# Knife: Carbon Cleaver



## Alex (18/8/15)

This guy made a few really cool knives, I thought I'd share them on here.

*Carbon Cleaver*
By Sneakyloner · 3 weeks ago · 28 images · 61,136 views · stats






The Design. Cleavers seem to be in fashion and I have nothing to wear to the ball!




Cut this out and fit it on the steel




Trace the cutout onto the steel, I chose 1/4" D2 for this knife




Rough Cut, this is the best I can do with my band saw




Shaped up, I decided against the curves on the spine.






Main bevel done. Hollow ground with a 5 inch wheel




Drilled some holes, filed the flat grind on the tip.




Shined up! Next step: Logo Punch!




Foil wrap for the cleaver, Stainless foil keeps out oxygen and reduces oxidation during hardening.




1850 degrees! D2 runs hot, the other knife is d2 also so doing both saved me some time.




Shining up after tempering.




As you can see, there's a dent in the handle. Thats because my first attempt at stamping my logo failed miserably. The hammer glanced off the stamp and hit the knife. luckily, it will be hidden by the scales.




dry-fitting the handle material. Carbon fiber and Kirinite




Gluing!




one side glued and drilled




Rough shape of the scales and pins done.





Safety First!

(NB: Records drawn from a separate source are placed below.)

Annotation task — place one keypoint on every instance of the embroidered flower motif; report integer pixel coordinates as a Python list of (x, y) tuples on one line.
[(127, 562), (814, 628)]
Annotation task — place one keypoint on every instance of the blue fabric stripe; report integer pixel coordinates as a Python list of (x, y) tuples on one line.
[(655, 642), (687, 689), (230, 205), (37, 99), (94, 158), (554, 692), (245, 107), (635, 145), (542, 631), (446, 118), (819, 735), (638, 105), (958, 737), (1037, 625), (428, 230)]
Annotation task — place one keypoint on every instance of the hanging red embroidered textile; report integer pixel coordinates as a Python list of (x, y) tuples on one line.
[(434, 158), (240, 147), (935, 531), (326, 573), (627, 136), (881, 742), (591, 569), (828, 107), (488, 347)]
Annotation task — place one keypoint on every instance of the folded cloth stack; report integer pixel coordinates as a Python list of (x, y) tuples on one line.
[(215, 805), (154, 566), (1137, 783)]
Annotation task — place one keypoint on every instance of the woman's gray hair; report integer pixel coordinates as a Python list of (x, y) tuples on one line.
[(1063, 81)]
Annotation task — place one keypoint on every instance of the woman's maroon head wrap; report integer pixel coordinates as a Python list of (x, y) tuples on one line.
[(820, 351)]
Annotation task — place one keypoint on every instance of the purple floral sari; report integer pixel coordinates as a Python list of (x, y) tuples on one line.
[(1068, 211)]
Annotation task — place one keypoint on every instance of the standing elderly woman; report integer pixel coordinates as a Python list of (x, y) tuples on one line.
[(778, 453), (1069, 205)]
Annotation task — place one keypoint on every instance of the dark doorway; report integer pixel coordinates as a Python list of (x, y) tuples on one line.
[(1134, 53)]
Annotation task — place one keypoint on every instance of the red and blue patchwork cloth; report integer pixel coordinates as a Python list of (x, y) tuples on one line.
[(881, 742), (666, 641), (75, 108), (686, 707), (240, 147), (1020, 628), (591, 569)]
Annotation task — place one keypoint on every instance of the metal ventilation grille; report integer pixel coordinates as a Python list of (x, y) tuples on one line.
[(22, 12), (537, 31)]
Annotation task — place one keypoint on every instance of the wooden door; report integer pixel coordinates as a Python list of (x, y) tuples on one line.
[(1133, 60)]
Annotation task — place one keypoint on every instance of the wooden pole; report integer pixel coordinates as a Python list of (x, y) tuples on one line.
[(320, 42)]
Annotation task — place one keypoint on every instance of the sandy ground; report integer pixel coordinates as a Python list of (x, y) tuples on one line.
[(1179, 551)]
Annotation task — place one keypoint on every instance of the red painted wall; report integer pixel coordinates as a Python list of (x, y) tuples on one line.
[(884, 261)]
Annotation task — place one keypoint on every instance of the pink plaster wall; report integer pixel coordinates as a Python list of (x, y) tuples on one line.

Carbon fibers are not something you want in your lungs.




handle shaped up!




Lookin' sexy!




Blade shined up and edge almost done.




Glamour shots!













I finished up the kirinite spike tonight while the glue was setting.




Sheath Done!




Tek Lock for small of the back carry.


source:

Reactions: Like 2


----------



## Riaz (18/8/15)

WOW

that is NICE


----------